# WildlifeReID-10k creation

This is the notebook for creating the WildlifeReID-10k dataset. It copies the files to a separate folder, applies bounding boxes and masks and combines them together. It alsi creates the splits. All these operations are created dataset-wise.

First load the necessary packages.

In [None]:
import sys

sys.path.append("../..")

import os

import numpy as np
import pandas as pd
from thresholds import names_thresholds
from utils import SplitterByFeatures

from wildlife_datasets.datasets import WildlifeReID10k
from wildlife_datasets.preparation import prepare_functions, species_conversion

Then specify the roots, where the dataset is located. Parameters `transform` can be used to resize files, parameter `copy_files` whether the files copied from `root_datasets` to `root` and finally `add_split` whether split should be added. Since bounding boxes and masks are applied and the black borders are cropped, it is relatively time-consuming.

In [None]:
root_datasets = "/data/wildlife_datasets/data"
root = os.path.join(root_datasets, "WildlifeReID10k")
root_images = os.path.join(root, "images")
root_metadata = os.path.join(root, "metadata")
root_clusters = "clusters"
root_features = "features_dino"
os.makedirs(root_clusters, exist_ok=True)

transform = None
copy_files = False
add_split = True

names_permissible = list(names_thresholds.keys())
remove_str = ["[", "]"]
replace_extensions = {".webp": ".jpg"}

Create metadata for each dataset and potentially copy the files.
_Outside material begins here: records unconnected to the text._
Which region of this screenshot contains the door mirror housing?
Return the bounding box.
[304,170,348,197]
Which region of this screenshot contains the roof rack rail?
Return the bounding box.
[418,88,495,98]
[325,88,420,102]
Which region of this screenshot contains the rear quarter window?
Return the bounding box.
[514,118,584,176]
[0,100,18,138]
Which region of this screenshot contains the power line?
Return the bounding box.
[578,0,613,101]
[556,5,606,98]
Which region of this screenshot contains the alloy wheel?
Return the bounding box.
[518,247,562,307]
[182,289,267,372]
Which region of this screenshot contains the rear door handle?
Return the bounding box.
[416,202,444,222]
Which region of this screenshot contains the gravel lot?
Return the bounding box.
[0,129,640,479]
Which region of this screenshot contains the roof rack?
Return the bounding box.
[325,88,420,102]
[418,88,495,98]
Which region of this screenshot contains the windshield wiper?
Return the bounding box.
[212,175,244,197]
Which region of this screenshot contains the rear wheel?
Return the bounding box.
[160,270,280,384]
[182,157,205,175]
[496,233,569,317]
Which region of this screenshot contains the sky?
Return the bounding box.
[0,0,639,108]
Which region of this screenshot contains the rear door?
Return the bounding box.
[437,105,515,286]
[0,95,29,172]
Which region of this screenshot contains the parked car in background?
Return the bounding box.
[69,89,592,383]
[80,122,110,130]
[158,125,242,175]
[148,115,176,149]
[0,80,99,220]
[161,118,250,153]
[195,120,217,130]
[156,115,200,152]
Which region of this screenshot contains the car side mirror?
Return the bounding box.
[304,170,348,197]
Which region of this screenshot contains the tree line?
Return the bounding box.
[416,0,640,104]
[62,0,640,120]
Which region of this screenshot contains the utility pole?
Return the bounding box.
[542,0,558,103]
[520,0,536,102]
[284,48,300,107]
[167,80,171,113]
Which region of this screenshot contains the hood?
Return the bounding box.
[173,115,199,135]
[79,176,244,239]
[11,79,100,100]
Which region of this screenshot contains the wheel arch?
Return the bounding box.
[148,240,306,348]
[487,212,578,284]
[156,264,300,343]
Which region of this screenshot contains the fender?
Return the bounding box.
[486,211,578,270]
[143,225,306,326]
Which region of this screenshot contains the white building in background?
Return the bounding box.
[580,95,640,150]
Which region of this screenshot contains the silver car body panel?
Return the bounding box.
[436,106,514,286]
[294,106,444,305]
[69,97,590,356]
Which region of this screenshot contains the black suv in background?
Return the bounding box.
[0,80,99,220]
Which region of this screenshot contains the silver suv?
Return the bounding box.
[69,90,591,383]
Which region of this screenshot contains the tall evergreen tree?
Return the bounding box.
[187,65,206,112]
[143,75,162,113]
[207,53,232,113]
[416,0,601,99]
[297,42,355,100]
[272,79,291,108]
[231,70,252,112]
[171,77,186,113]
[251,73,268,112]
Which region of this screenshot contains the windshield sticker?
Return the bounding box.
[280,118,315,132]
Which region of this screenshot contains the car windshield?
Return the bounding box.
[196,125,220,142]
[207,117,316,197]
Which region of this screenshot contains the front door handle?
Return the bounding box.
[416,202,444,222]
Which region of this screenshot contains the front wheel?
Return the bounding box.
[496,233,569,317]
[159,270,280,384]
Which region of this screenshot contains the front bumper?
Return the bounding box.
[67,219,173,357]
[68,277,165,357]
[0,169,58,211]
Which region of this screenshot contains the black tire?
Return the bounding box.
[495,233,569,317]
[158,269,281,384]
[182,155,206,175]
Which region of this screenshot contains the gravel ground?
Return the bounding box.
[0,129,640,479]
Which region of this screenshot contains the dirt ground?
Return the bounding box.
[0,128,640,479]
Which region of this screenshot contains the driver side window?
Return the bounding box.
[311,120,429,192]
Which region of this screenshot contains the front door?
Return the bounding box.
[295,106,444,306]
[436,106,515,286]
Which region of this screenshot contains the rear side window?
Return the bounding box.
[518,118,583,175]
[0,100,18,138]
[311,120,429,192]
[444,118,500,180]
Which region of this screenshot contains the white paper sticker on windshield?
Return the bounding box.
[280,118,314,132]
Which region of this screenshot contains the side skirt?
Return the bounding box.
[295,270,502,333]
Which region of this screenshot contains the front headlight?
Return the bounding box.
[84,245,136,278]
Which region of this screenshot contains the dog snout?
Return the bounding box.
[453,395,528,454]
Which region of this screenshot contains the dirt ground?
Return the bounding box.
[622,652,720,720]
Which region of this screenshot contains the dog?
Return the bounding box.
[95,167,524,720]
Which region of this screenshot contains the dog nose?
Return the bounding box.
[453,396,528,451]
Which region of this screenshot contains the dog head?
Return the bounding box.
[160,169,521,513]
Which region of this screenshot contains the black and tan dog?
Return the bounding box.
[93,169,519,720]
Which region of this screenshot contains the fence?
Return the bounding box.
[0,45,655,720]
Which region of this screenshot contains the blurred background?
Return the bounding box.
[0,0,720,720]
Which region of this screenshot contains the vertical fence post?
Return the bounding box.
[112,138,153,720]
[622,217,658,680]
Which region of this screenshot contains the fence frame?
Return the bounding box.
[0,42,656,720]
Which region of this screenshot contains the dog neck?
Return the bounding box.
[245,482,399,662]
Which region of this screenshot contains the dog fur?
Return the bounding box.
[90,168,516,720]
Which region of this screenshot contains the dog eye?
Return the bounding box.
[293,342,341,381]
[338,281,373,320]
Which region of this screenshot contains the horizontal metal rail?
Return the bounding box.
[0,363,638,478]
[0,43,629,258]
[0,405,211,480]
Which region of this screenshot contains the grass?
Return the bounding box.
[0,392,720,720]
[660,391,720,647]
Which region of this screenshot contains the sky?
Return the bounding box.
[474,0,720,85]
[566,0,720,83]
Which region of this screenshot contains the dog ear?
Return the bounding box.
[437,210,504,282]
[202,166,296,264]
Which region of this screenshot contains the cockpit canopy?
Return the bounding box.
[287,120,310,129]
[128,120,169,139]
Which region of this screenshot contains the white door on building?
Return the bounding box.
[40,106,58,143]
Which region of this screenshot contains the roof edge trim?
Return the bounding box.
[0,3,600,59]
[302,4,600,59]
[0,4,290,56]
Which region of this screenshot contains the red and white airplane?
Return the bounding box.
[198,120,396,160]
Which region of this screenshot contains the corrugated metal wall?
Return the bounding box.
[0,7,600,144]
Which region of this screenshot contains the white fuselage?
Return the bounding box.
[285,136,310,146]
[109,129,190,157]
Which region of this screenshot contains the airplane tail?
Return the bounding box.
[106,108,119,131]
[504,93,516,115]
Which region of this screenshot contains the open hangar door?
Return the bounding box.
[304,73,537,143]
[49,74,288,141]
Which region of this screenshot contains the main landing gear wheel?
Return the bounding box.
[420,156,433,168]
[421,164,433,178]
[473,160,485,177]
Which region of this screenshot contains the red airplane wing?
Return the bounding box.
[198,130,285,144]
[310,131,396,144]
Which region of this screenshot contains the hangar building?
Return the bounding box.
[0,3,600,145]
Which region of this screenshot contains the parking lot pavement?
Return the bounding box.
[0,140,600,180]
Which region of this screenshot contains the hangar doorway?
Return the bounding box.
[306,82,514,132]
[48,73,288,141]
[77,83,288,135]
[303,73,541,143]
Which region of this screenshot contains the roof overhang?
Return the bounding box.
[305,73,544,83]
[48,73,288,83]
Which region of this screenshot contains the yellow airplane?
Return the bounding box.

The structure is probably a bit wrong because the notebook needs to be first run with `copy_files=True` and `add_split=False`, then the features need to be computed by the script `extract_features.py` and then the boolean parameters need to be reverted to add splits.

In [None]:
for name, prepare in prepare_functions.items():
    if name in names_permissible:
        print(name)
        os.makedirs(f"{root_metadata}/{name}/", exist_ok=True)
        thr, splitter = names_thresholds[name]
        if thr != "time-aware" and thr is not None:
            path_features = f"{root_features}/features_{name}.npy"
            path_clusters = f"{root_clusters}/clusters_{name}_{thr}.npy"
            splitter = SplitterByFeatures(path_features, splitter, thr, file_name=path_clusters)
        metadata_part = prepare(
            f"{root_datasets}/{name}",
            f"{root_images}/{name}",
            transform=transform,
            add_split=add_split,
            splitter=splitter,
            copy_files=copy_files,
            remove_str=remove_str,
            replace_extensions=replace_extensions,
        )
        metadata_part.to_csv(f"{root_metadata}/{name}/metadata.csv", index=False)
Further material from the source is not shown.